Rechtspraak
Appellante verleent vanaf 1 november 2005 zorg aan de heer X. Op enig moment wordt X in aanmerking gebracht voor een persoonsgebonden budget (hierna: PGB). Appellante en X trouwen op 18 mei 2007 en scheiden op 11 december 2013. Op 7 mei 2012 sluiten partijen een schriftelijke zorgovereenkomst. Op 14 februari 2014 vraagt appellante een WW-uitkering aan. UWV stelt bij besluit van 17 februari 2014 vast dat appellante geen recht heeft op een WW-uitkering, omdat zij niet als werknemer wordt beschouwd in verband met het ontbreken van een gezagsverhouding tussen haar en haar werkgever. UWV verklaart het hiertegen gerichte bezwaar van appellante ongegrond. Bij de aangevallen uitspraak verklaart de rechtbank het beroep van appellante eveneens ongegrond. In hoger beroep voert appellante onder meer aan dat de rechtbank ten onrechte het ontbreken van een gezagsverhouding heeft aangenomen.

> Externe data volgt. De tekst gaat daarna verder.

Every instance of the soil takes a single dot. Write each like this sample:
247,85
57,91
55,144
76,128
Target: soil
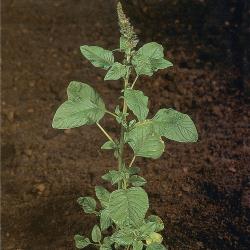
201,190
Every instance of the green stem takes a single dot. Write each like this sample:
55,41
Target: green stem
133,84
104,131
108,112
132,161
124,111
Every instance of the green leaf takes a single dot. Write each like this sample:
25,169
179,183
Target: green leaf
98,56
156,246
146,229
81,241
103,195
137,245
128,206
175,126
96,234
160,64
88,204
159,225
107,244
109,145
137,102
137,181
123,237
116,72
133,170
84,107
142,65
144,141
113,176
105,221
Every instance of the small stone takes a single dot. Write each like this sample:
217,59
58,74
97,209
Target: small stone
28,152
186,188
10,116
31,110
32,84
232,169
40,188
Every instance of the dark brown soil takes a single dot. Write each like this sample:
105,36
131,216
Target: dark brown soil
202,190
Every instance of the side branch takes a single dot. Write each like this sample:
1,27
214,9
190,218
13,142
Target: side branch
104,131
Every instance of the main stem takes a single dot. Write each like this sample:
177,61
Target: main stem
124,111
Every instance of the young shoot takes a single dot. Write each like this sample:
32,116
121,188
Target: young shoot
124,222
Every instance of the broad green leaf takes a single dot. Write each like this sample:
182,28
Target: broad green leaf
124,45
147,229
128,206
81,241
137,245
107,244
134,170
137,181
137,102
154,238
144,141
175,126
156,246
113,176
123,237
142,65
98,56
159,225
96,234
108,145
103,195
83,107
116,72
160,64
105,221
88,204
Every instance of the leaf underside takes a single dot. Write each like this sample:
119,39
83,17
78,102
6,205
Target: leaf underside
83,107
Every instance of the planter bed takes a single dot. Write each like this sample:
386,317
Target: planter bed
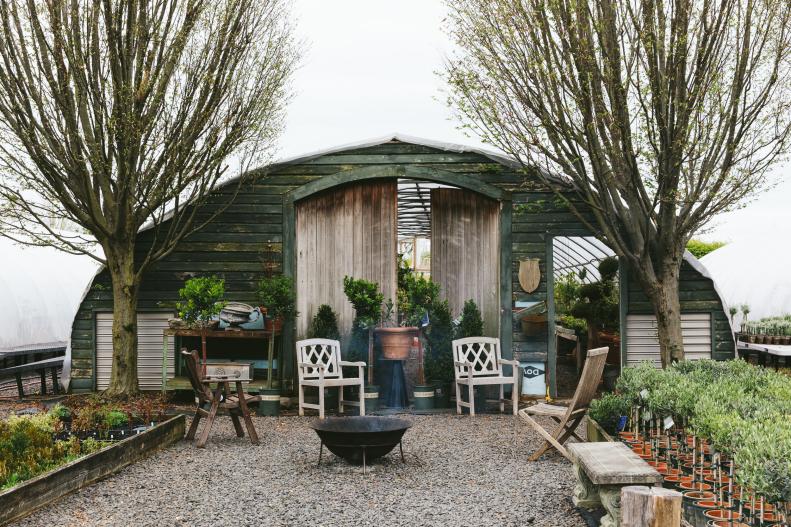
26,497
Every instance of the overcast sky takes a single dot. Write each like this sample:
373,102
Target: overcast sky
370,70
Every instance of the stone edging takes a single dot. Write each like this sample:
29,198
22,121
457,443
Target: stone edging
28,496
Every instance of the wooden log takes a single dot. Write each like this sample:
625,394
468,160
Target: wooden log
650,507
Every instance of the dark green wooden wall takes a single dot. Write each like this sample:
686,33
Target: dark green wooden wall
247,238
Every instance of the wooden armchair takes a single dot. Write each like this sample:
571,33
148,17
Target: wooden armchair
319,364
221,397
477,362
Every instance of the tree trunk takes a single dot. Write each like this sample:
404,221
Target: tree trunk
662,290
123,379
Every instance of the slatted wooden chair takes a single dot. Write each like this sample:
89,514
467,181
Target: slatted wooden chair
319,364
568,417
477,362
219,398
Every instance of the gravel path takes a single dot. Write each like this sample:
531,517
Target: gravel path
459,471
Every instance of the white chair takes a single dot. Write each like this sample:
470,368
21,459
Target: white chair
319,364
477,362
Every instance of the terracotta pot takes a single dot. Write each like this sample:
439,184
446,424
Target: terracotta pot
396,342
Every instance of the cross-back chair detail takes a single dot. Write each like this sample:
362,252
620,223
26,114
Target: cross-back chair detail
568,417
219,398
319,364
478,362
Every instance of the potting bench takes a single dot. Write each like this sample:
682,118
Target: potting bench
204,335
766,351
602,469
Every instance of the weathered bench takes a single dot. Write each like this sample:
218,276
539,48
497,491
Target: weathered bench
40,366
602,469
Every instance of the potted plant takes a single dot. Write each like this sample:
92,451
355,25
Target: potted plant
277,294
201,302
366,299
438,360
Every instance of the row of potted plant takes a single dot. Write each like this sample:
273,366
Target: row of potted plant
718,431
769,330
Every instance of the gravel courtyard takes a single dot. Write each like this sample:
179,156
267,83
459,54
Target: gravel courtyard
459,471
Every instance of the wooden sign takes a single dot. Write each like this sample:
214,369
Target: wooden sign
529,274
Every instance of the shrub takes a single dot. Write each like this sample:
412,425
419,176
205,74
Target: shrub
278,295
438,361
365,297
608,410
201,299
699,248
471,323
324,324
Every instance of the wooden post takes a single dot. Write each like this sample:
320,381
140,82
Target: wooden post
650,507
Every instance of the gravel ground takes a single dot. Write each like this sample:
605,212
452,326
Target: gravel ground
459,471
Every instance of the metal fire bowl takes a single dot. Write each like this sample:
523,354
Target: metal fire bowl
346,437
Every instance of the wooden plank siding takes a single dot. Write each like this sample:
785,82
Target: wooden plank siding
253,233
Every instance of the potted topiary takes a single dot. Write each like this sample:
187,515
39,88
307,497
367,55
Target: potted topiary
202,301
366,299
277,294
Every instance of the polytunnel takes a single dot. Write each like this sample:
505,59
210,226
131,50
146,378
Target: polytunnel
40,292
761,281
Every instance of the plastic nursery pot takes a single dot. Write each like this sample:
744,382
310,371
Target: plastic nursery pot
371,398
270,402
723,514
442,394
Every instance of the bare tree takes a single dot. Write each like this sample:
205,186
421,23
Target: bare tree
119,113
660,113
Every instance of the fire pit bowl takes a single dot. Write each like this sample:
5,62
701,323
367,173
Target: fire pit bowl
360,439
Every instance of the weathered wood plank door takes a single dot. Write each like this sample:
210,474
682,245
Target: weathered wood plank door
351,230
465,252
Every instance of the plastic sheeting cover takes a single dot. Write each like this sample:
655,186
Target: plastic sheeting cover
40,292
745,273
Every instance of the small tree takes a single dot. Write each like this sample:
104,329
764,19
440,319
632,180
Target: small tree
122,113
657,115
471,323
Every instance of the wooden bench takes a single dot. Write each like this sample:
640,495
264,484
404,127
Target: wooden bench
40,366
602,469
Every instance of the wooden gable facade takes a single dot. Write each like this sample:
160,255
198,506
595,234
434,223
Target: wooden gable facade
255,236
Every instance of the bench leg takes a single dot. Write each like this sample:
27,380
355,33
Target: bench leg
610,496
585,493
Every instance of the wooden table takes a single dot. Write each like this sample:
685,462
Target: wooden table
224,334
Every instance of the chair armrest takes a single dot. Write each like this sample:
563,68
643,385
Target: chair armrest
508,362
351,363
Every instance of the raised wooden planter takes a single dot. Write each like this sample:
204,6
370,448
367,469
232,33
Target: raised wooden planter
26,497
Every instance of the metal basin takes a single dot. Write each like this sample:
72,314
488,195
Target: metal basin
360,439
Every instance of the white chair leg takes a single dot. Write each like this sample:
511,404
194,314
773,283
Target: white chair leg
321,402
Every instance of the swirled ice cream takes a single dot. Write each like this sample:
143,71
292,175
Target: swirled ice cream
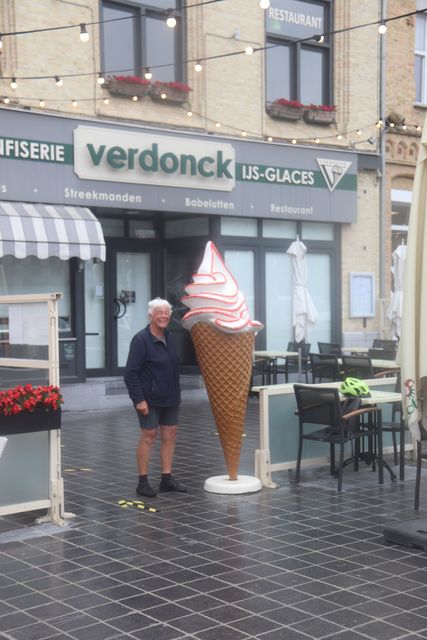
215,298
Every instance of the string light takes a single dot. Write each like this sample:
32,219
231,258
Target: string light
84,36
171,20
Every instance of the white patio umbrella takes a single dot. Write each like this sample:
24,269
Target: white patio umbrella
395,310
412,352
304,314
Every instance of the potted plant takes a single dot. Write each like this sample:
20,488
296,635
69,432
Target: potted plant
170,91
320,114
26,408
128,86
286,109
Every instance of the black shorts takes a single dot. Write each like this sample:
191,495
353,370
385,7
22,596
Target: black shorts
164,416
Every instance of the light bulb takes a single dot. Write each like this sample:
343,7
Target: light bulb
171,20
84,36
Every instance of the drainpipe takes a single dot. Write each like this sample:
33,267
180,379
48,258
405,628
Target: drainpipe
382,155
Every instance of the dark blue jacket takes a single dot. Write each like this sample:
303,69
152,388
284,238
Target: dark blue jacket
152,370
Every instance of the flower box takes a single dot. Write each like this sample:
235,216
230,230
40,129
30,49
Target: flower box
319,116
283,111
174,91
128,86
29,421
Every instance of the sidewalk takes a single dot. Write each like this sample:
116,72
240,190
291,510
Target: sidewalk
294,563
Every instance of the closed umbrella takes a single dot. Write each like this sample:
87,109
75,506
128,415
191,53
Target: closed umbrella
395,310
412,352
304,314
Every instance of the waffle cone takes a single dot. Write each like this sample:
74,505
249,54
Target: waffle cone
226,364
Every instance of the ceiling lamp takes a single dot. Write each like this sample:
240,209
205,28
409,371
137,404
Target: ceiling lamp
171,20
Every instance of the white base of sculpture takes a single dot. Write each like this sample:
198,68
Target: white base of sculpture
223,484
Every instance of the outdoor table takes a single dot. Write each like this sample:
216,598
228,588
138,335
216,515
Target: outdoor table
279,427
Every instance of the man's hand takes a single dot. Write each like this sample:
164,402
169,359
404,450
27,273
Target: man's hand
143,407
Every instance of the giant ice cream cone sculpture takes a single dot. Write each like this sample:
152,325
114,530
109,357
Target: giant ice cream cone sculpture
223,336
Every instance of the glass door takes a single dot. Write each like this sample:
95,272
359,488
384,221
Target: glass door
116,298
133,292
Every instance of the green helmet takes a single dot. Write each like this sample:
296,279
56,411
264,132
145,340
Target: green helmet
355,387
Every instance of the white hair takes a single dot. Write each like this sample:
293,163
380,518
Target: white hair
158,302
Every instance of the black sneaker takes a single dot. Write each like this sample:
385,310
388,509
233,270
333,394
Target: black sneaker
145,489
169,483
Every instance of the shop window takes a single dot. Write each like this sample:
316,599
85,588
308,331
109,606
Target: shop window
135,36
421,54
279,229
247,227
187,227
298,70
317,231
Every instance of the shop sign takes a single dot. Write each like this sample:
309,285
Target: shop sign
295,19
143,158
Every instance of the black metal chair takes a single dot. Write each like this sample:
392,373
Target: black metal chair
322,406
324,366
330,348
387,345
357,367
291,362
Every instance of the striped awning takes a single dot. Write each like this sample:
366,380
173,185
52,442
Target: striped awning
45,231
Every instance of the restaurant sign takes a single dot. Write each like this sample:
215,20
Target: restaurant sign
295,19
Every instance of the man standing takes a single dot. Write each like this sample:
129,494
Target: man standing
152,380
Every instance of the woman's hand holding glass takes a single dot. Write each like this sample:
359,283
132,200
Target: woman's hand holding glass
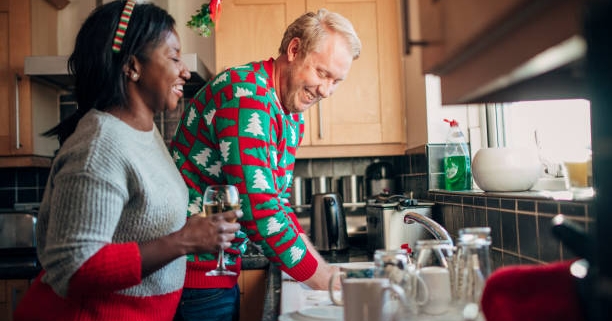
220,199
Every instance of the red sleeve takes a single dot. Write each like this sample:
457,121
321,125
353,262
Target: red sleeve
114,267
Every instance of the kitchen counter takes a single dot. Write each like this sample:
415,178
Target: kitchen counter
280,285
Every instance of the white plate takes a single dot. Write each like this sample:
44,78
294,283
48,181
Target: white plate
322,313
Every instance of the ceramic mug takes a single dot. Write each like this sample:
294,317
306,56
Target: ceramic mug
365,299
437,281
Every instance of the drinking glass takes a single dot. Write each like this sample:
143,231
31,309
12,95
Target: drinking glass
218,199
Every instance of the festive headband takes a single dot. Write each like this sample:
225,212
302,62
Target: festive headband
204,20
122,26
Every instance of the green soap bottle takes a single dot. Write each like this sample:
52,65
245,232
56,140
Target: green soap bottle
457,165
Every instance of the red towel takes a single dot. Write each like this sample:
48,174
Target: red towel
539,293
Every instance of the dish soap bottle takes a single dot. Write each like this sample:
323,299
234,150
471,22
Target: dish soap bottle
457,167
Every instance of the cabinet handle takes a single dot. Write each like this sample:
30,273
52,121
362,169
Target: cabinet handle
17,129
320,120
408,43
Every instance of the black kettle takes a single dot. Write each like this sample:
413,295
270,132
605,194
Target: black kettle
328,223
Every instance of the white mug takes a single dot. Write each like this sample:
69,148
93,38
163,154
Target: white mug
365,299
438,284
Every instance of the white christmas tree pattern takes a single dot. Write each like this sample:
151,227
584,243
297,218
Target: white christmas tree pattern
296,253
224,147
260,181
202,157
254,126
273,226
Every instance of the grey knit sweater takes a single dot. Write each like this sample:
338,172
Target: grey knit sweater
110,184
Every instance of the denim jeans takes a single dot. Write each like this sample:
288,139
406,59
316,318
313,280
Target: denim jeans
209,305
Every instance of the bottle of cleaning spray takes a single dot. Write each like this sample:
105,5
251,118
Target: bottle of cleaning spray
457,167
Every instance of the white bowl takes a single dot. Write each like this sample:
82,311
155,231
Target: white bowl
506,169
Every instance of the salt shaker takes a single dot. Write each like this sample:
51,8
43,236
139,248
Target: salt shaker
473,263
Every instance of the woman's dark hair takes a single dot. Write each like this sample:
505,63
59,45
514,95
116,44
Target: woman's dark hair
100,80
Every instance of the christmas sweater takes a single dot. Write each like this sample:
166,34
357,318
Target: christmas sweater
235,131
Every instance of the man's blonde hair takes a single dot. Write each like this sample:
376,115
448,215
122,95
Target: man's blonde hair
312,28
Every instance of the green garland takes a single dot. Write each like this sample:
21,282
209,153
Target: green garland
201,22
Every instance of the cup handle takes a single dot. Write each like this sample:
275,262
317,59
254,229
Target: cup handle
332,280
399,292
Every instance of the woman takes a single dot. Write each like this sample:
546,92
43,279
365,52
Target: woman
112,234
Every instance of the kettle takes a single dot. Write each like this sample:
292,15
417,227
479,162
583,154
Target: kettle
328,223
379,179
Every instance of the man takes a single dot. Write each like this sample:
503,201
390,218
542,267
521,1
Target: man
243,128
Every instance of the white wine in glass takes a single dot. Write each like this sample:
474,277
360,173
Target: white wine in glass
218,199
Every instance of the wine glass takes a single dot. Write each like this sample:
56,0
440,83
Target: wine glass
217,199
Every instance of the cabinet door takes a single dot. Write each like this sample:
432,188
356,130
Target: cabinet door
15,45
11,292
367,107
251,30
252,294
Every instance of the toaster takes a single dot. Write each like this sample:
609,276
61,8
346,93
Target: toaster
386,228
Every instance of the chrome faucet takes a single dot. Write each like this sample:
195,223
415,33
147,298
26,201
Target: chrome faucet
430,225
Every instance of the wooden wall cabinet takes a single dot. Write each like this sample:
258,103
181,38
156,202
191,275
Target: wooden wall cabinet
252,285
26,108
365,116
11,292
480,47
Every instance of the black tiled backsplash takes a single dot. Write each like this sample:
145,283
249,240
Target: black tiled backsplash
520,228
22,185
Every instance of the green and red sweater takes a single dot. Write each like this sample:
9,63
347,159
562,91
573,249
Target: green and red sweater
235,131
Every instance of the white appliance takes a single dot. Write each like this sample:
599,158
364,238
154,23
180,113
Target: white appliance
386,228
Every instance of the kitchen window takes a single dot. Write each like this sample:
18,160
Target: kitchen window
559,129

De Centrale Raad van Beroep oordeelt als volgt. Appellante heeft ter onderbouwing van haar stelling dat zij sinds 1 november 2005 een arbeidsovereenkomst met X heeft gesloten alleen een door beide partijen op 7 mei 2012 ondertekende zorgovereenkomst overgelegd. Hiermee heeft appellante niet aannemelijk gemaakt dat partijen hebben beoogd een arbeidsovereenkomst te sluiten, niet met ingang van 1 november 2005 noch nadien. Essentiƫle onderdelen voor de totstandkoming van een arbeidsovereenkomst, zoals functie-inhoud, (uur)loon, werktijden en vakantie, zijn niet vastgelegd. Appellante heeft desgevraagd ook niet nader kunnen toelichten welke afspraken zij hierover met X heeft gemaakt.
Ook de feitelijke invulling van de tussen X en appellante gesloten overeenkomst duidt niet op het bestaan van een arbeidsovereenkomst. Appellante heeft weliswaar gesteld dat zij 24 uur per dag beschikbaar was, maar heeft op geen enkele manier inzichtelijk gemaakt wanneer en hoeveel uren zij heeft gewerkt. Loon kreeg appellante niet uitbetaald. Het geld van het pgb werd op de gezamenlijke rekening gestort, welke rekening X beheerde. X stortte een keer per jaar het bedrag van de belastingaanslag op de rekening van appellante. Ter zitting heeft appellante verklaard dat zij dit bedrag vervolgens overmaakte aan de belastingdienst. Premies werknemersverzekering werden ook niet afgedragen. Al deze feiten wijzen niet op een bij werknemers gebruikelijke loonbetaling. Ook van het bestaan van een gezagsverhouding tussen X en appellante is niet gebleken. Volgens appellante kreeg zij aanwijzingen van de behandelend arts en controle zou worden uitgeoefend door het Zorgkantoor. Wat daar ook van zij, deze omstandigheden duiden niet op een gezagsverhouding tussen appellante en X. Over X heeft appellante juist verklaard dat zij door hem niet ter verantwoording werd geroepen met betrekking tot de wijze waarop zij de werkzaamheden uitoefende. Een en ander duidt op een arbeidsrelatie die wordt beheerst door de familieverhouding tussen appellante en X. Van een gezagsverhouding is dan ook geen sprake.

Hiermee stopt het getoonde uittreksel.